Pancake Day in New Zealand

Shrove Tuesday is the day before Ash Wednesday and is observed in many Christian countries, including New Zealand. What makes New Zealand different is that they celebrate by having a pancake race. Pancake Day started around A.D. 600, when Pope St. Gregory prohibited Christians from eating meat during Lent. So, Christians made pancakes to use up their supply of eggs, milk and butter in preparation for Lent. Not satisfied to simply eat pancakes on Shrove Tuesday, some enter into the time honored tradition of the pancake race. Generally, it is a relay race between teams, with each team equipped with a frying pan with a pancake in it. Each team member runs the length of a track, flipping the pancake along the way, then handing the pan to their teammate when they reach the end. The second team member then runs back along the same track, flipping the pancake as well, and this is repeated two, four, six or however many times depending on the size of the team.
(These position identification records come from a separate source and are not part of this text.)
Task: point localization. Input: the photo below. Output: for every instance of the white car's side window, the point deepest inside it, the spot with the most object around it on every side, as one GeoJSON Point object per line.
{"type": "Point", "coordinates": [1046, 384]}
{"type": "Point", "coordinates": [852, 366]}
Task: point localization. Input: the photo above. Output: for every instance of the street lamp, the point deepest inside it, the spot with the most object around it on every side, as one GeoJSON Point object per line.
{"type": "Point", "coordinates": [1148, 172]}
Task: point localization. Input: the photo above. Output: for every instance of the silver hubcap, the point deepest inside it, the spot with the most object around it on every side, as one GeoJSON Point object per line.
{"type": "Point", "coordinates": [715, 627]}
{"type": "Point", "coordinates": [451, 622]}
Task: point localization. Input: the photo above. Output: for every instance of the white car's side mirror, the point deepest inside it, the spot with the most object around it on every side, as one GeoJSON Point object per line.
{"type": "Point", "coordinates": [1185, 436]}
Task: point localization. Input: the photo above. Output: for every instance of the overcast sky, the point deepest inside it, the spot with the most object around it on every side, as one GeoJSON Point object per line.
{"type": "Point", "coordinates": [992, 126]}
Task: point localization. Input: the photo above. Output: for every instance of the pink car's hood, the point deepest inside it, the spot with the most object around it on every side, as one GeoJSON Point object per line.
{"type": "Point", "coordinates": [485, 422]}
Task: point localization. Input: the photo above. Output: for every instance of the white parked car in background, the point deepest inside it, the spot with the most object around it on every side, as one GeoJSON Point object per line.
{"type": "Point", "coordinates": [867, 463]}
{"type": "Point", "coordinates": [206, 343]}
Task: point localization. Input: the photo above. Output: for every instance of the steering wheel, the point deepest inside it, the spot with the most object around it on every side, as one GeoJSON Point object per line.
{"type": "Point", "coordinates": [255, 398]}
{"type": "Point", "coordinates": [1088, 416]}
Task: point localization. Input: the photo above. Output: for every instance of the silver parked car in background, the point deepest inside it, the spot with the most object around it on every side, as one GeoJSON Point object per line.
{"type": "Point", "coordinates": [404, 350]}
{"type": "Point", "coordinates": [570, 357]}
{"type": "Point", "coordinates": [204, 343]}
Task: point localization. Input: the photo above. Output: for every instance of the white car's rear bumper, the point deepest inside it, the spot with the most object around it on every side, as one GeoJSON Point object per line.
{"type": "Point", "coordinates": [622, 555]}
The rules can differ, depending on the race, with the key bone of contention being how many times the pancake must be flipped. Some races will only insist on one flip per length of the track, while others will set out flipping points along the way at which you must flip your pancake. Other pancake rules specify that courteous behavior must be strictly observed at all times, frying pans must not be used as weapons, any surplus of eggs or flour must not be propelled in the direction of other teams, and the organizers reserve the right to eject unruly participants.